Par Guillaume Bossy, avocat associé, et Hana Hassoumi, avocat. CMS Bureau Francis Lefebvre Lyon
Une personne qui témoigne ou relate des faits de harcèlement moral, ne peut être licenciée pour ce motif, sauf mauvaise foi, laquelle ne peut résulter de la seule circonstance que les faits dénoncés ne sont pas établis. À cet effet, la Cour de cassation nous précise que la mauvaise foi ne peut procéder que du mensonge volontaire du salarié.
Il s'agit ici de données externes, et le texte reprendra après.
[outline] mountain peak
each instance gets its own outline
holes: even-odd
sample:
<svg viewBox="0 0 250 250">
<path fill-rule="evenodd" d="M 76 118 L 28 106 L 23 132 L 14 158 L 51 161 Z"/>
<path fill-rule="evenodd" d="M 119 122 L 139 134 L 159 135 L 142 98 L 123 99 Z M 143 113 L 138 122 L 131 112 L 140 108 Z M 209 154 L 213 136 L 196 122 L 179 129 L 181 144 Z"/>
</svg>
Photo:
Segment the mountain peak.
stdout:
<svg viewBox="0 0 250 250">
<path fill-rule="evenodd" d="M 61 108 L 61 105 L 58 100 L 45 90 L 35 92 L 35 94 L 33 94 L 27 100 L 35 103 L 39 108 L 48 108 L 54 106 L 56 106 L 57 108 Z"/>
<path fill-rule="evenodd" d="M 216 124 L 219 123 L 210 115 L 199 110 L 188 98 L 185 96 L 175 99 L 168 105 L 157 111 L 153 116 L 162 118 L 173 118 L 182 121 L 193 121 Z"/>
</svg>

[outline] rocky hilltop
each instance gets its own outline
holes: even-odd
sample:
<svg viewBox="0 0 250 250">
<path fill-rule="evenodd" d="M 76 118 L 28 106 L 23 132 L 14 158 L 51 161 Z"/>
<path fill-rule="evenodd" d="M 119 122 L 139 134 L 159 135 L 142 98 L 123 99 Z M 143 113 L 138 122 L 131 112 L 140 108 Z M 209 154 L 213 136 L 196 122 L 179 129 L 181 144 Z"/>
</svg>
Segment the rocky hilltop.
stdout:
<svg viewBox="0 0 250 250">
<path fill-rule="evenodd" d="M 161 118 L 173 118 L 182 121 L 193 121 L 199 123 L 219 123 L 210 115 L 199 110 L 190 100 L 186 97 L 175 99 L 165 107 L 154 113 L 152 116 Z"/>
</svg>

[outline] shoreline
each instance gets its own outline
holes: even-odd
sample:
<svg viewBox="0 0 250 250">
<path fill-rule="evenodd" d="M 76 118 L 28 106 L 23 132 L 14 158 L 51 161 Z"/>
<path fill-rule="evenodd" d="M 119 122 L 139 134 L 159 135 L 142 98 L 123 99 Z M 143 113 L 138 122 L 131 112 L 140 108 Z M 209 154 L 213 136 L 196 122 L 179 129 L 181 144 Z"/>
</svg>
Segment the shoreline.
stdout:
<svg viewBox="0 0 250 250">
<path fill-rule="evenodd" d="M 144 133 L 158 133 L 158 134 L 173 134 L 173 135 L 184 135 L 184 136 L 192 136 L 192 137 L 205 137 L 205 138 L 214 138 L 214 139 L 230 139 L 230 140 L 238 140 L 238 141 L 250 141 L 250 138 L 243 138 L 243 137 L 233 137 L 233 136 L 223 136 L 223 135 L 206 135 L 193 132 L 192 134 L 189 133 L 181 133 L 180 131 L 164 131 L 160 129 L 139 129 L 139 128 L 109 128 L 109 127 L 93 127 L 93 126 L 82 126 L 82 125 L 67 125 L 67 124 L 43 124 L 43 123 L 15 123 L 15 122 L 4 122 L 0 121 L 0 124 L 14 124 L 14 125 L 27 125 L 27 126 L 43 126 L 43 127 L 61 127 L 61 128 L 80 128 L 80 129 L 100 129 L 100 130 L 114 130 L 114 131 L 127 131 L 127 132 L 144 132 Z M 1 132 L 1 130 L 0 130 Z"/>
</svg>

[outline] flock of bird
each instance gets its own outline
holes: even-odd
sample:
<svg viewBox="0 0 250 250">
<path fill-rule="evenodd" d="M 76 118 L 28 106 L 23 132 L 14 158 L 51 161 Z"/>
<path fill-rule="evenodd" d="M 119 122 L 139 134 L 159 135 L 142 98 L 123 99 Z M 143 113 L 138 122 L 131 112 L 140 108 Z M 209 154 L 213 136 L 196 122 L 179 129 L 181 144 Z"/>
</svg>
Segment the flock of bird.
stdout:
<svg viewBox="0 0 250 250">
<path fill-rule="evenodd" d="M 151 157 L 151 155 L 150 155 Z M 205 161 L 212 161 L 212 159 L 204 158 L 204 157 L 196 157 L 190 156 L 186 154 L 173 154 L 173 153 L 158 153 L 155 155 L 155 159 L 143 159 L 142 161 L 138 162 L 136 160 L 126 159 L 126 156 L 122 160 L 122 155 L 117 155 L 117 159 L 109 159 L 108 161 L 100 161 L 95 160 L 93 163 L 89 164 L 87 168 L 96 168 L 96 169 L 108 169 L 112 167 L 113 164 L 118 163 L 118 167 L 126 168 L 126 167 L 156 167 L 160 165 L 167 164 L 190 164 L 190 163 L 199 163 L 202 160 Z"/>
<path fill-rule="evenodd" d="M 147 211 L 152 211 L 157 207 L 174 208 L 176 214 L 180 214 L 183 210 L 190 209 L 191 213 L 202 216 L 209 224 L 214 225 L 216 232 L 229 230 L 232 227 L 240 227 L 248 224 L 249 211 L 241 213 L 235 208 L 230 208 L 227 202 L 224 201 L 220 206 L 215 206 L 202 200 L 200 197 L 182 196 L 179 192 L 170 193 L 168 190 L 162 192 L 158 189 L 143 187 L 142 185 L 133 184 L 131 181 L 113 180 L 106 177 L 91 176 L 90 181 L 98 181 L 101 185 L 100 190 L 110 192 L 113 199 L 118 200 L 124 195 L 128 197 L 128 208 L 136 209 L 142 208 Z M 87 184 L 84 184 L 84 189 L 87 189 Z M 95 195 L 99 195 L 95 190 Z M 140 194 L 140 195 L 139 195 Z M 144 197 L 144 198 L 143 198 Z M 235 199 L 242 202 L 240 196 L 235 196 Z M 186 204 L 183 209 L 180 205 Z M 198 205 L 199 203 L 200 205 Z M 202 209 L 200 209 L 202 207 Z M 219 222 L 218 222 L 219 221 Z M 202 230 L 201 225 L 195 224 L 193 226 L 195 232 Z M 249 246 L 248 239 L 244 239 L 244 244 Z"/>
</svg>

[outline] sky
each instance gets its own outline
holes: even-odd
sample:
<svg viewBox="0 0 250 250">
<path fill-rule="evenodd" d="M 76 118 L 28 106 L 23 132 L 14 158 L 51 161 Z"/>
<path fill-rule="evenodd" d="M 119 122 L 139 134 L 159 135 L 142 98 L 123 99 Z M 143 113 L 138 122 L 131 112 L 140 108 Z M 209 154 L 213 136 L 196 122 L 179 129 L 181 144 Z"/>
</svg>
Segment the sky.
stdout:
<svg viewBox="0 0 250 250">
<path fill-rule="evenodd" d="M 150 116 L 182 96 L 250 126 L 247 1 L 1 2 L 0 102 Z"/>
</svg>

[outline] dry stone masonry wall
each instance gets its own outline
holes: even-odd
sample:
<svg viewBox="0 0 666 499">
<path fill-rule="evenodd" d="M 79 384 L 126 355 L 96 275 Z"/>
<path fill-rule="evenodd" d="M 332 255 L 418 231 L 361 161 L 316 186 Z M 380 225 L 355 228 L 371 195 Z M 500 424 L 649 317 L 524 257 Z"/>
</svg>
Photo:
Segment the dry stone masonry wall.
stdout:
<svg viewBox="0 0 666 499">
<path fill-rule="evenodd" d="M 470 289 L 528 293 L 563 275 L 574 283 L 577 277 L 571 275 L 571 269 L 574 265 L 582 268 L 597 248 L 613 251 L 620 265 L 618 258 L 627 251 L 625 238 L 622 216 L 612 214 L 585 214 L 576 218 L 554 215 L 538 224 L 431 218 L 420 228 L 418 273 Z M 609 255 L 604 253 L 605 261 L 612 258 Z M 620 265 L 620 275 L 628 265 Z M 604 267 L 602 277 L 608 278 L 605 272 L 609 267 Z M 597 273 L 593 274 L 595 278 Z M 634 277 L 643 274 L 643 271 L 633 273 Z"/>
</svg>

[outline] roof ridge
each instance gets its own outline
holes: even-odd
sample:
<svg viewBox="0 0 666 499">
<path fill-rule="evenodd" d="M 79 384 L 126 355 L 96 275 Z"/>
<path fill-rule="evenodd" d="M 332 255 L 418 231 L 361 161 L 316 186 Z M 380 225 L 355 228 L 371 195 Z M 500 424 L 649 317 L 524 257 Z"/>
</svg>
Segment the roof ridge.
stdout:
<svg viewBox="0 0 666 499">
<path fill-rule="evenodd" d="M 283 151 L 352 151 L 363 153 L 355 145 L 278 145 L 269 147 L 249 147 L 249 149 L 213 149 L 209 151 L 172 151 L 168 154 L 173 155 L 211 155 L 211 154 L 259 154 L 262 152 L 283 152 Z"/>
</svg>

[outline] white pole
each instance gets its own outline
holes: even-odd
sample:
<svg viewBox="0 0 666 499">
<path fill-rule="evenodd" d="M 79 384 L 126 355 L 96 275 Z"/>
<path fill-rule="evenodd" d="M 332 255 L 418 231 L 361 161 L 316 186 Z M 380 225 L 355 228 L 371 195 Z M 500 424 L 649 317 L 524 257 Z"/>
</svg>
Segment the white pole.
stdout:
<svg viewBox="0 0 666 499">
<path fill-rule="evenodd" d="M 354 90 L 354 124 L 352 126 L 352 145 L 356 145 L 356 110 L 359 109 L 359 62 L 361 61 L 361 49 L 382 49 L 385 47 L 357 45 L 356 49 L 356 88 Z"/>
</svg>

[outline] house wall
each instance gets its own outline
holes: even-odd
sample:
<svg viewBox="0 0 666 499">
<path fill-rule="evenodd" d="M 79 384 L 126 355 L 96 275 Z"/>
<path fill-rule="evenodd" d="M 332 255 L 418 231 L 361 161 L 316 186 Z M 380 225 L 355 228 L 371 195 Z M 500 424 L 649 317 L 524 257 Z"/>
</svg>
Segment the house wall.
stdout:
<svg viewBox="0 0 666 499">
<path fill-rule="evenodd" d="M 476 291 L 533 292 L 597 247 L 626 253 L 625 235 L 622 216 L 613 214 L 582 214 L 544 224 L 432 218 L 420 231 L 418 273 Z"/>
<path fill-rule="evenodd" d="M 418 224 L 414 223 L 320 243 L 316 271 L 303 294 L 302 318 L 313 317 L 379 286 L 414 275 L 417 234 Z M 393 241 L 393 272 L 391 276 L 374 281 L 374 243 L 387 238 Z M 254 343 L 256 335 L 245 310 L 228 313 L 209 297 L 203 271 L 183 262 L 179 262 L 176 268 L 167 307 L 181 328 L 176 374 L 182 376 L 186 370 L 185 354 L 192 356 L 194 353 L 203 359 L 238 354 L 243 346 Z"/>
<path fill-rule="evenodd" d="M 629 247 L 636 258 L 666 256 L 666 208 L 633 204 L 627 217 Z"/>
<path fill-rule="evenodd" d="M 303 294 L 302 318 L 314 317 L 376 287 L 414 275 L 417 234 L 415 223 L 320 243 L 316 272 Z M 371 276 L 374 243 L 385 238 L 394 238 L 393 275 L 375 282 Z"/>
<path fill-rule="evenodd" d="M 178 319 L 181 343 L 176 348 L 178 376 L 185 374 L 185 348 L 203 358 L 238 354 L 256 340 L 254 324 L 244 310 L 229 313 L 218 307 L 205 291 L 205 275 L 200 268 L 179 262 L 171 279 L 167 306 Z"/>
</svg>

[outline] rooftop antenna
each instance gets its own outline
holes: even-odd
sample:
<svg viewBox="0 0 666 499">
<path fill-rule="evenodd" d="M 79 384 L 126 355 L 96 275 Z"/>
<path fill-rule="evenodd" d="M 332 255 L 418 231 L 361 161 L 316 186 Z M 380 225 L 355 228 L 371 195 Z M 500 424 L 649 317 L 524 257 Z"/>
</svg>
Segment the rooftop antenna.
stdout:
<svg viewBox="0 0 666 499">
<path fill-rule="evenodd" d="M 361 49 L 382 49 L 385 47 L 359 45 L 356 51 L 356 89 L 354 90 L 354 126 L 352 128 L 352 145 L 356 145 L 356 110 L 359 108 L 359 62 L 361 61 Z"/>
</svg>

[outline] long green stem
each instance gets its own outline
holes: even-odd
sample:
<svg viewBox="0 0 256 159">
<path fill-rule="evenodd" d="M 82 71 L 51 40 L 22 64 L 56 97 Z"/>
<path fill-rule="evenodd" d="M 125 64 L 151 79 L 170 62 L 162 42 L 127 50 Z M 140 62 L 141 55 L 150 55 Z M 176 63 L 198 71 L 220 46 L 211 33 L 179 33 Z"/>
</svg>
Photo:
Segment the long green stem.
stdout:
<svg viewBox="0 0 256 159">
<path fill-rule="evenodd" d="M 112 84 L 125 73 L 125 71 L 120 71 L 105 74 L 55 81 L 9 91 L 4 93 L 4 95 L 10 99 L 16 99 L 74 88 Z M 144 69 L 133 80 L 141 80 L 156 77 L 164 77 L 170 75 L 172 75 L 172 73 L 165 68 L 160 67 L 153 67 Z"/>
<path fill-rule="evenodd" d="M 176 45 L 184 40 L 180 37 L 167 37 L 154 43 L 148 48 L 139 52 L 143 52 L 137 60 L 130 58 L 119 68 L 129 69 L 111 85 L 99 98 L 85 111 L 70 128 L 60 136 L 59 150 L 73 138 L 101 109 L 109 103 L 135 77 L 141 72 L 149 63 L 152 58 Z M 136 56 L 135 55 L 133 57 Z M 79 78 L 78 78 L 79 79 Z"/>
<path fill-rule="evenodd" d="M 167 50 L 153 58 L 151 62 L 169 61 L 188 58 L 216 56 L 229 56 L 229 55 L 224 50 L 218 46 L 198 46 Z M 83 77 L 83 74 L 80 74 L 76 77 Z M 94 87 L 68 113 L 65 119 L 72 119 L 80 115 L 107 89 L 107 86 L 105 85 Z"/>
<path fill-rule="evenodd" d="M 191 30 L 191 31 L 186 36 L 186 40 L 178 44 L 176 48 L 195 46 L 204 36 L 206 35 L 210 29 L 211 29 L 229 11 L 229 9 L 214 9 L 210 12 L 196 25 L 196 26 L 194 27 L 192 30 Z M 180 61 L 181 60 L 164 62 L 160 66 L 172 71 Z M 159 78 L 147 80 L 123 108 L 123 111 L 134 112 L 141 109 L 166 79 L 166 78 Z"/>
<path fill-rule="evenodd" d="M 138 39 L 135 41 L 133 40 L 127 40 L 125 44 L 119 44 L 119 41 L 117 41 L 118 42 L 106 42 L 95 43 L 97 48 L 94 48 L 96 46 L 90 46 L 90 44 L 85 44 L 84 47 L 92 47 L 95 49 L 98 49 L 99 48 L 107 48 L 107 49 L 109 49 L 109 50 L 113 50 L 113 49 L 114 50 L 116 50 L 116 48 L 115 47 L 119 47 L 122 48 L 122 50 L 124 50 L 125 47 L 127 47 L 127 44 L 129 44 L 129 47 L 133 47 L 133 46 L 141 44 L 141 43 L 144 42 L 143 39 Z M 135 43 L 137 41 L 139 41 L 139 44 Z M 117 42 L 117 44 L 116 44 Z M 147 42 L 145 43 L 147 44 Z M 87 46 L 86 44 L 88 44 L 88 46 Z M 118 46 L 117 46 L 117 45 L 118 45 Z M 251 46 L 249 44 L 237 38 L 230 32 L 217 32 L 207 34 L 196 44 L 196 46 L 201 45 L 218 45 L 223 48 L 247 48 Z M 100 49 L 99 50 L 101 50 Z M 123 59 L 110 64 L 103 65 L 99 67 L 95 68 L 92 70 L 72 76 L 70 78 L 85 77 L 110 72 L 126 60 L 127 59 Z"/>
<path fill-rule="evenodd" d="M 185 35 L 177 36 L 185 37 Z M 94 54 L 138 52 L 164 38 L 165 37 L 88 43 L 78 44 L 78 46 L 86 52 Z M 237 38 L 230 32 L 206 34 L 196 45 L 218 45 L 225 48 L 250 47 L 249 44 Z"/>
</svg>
Dix ans après l’introduction dans le code du travail de la notion de harcèlement moral, les dénonciations de ces faits explosent. Le contentieux est très important (255 arrêts rendus par la Cour de cassation sur ce sujet en 2011). La loi prévoit la protection absolue du dénonciateur de harcèlement moral, sauf, a déjà précisé la juridiction suprême, en cas de mauvaise foi qui ne peut résulter de la seule circonstance que les faits dénoncés ne sont pas établis (1). Par un arrêt du 7 février 2012 (2) , la Cour de cassation clarifie la notion de mauvaise foi en lui donnant un contour très strict.
Une salariée avait adressé à son employeur, en septembre?2007, un certificat médical d’arrêt de travail faisant état d’un harcèlement. En février?2008, elle était licenciée pour faute grave pour avoir dénoncé sans fondement des faits de harcèlement moral. Contestant la validité de son licenciement, la salariée saisit le juge pour demander la nullité de son licenciement, mais elle est déboutée par la cour d’appel qui relevait que les accusations de harcèlement moral avaient été formulées «?à la suite immédiate d’un entretien de recadrage fait par son supérieur hiérarchique qui, après avoir témoigné de sa satisfaction sur son travail, [avait constaté] diverses attitudes contraires à la bonne entente dans le magasin ; qu’assistée d’un avocat, et donc nécessairement informée de la légèreté de ses accusations et de ses conséquences pour elle, [la salariée] les avait néanmoins confirmées tout en omettant, encore à ce jour, d’apporter les précisions nécessaires à leur crédibilité?». Elle en avait déduit que l’intéressée était de mauvaise foi et que ses accusations caractérisaient «?une manœuvre délibérée pour se soustraire à l’exercice normal par l’employeur de son pouvoir de direction?». Sous le visa des articles L. 1152-2 et L. 1152-3 du code du travail, la Cour de cassation affirme que «?le salarié qui relate des faits de harcèlement moral ne peut être licencié pour ce motif, sauf mauvaise foi, laquelle ne peut résulter de la seule circonstance que les faits dénoncés ne sont pas établis?» ; puis elle casse l’arrêt d’appel pour violation de la loi, en relevant que les motifs retenus étaient «?impropres à caractériser la mauvaise foi laquelle ne peut résulter que de la connaissance par le salarié de la fausseté des faits qu’il dénonce?».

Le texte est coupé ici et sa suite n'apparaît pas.